Edit, $X_1, X_2$ are independent.
Edit2, my effort so far
I use $ U=X_1X_2/\sqrt{X_1^2+X_2^2}$, $V=X_1$ to do the transformation and I solve for $X_1=V,X_2=\frac{UV}{\sqrt{V^2-U^2}}$.

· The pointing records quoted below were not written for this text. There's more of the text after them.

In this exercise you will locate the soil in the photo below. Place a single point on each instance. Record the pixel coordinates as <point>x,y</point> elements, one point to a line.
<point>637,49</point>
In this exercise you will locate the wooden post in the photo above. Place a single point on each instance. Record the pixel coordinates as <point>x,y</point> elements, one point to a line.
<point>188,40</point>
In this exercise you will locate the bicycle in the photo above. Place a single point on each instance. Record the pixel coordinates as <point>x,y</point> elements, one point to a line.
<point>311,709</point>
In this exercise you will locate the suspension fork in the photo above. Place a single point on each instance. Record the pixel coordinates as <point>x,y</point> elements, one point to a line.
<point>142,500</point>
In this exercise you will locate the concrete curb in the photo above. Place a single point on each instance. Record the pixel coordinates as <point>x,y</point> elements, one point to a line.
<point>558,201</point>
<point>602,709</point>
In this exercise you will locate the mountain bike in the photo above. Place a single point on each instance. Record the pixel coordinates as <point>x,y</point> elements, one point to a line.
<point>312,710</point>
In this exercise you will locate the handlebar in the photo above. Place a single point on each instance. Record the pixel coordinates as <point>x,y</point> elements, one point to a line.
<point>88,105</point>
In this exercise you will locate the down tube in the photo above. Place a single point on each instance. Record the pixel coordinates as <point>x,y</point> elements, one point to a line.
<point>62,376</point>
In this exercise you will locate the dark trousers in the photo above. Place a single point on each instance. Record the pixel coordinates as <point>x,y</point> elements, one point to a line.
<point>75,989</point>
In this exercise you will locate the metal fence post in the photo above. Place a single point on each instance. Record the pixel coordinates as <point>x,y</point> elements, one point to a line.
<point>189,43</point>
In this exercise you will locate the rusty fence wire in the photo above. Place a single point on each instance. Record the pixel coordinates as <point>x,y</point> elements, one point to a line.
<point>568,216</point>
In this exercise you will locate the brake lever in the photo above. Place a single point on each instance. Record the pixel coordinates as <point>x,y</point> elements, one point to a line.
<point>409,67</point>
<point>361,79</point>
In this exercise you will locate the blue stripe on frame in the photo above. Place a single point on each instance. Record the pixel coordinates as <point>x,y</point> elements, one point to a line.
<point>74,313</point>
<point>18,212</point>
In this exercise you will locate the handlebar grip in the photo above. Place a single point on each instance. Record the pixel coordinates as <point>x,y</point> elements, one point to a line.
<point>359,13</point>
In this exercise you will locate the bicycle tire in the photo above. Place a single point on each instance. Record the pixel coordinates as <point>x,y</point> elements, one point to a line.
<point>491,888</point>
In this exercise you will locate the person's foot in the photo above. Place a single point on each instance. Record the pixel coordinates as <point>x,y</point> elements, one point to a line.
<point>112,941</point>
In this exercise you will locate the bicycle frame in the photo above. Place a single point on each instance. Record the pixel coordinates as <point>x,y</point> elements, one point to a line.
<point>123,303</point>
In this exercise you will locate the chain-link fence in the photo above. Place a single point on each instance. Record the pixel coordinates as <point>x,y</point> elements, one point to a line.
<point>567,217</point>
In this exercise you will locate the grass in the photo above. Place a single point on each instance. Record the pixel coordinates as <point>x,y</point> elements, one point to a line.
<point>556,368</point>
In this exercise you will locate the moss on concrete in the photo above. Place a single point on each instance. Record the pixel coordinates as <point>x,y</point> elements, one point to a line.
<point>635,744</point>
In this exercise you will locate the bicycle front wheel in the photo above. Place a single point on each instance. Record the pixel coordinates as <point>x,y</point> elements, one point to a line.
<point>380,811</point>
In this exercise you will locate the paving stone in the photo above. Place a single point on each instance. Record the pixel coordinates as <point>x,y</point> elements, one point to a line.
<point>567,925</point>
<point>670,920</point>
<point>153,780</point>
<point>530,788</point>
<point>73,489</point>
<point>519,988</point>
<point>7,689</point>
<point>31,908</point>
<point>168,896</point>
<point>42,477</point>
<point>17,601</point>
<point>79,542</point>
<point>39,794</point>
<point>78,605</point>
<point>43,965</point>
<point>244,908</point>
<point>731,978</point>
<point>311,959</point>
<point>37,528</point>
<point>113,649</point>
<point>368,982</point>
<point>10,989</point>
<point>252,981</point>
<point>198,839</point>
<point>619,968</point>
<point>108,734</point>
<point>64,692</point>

Then I compute $J=\begin{vmatrix} \frac{\partial X_1}{\partial U}&\frac{\partial X_1}{\partial V}\\ \frac{\partial X_2}{\partial U}&\frac{\partial X_2}{\partial V} \end{vmatrix}=\begin{vmatrix}0&1\\-\frac{V^3}{(V^2-U^2)^{\frac{3}{2}}}&\frac{\partial X_2}{\partial V}\\ \end{vmatrix}=\frac{V^3}{(V^2-U^2)^{\frac{3}{2}}}$
Substituting $|J$| and $U,V$ into $f_{X_1,X_2}(x_1,x_2)=f_{X_1}*f_{X_2}$ and integrate with variable $V$
$$f_U(u)=\int_{-\infty}^{+\infty}\frac{1}{2\pi\sigma_1\sigma_2}exp\left(-\frac{v^2}{2\sigma_1^2}-\frac{u^2v^2}{2\sigma_2^2(v^2-u^2)}\right)*|J|dv=\int_{-\infty}^{+\infty}\frac{1}{2\pi\sigma_1\sigma_2}exp\left(-\frac{v^2}{2\sigma_1^2}-\frac{u^2v^2}{2\sigma_2^2(v^2-u^2)}\right)\frac{v^3}{(v^2-u^2)^{\frac{3}{2}}}dv$$
It seems that the integration will get value $0$, since it's symmetric in $v$.
And, I apologize for not showing my effort when I ask a question. I know it's basic manner to do it but I was lazy.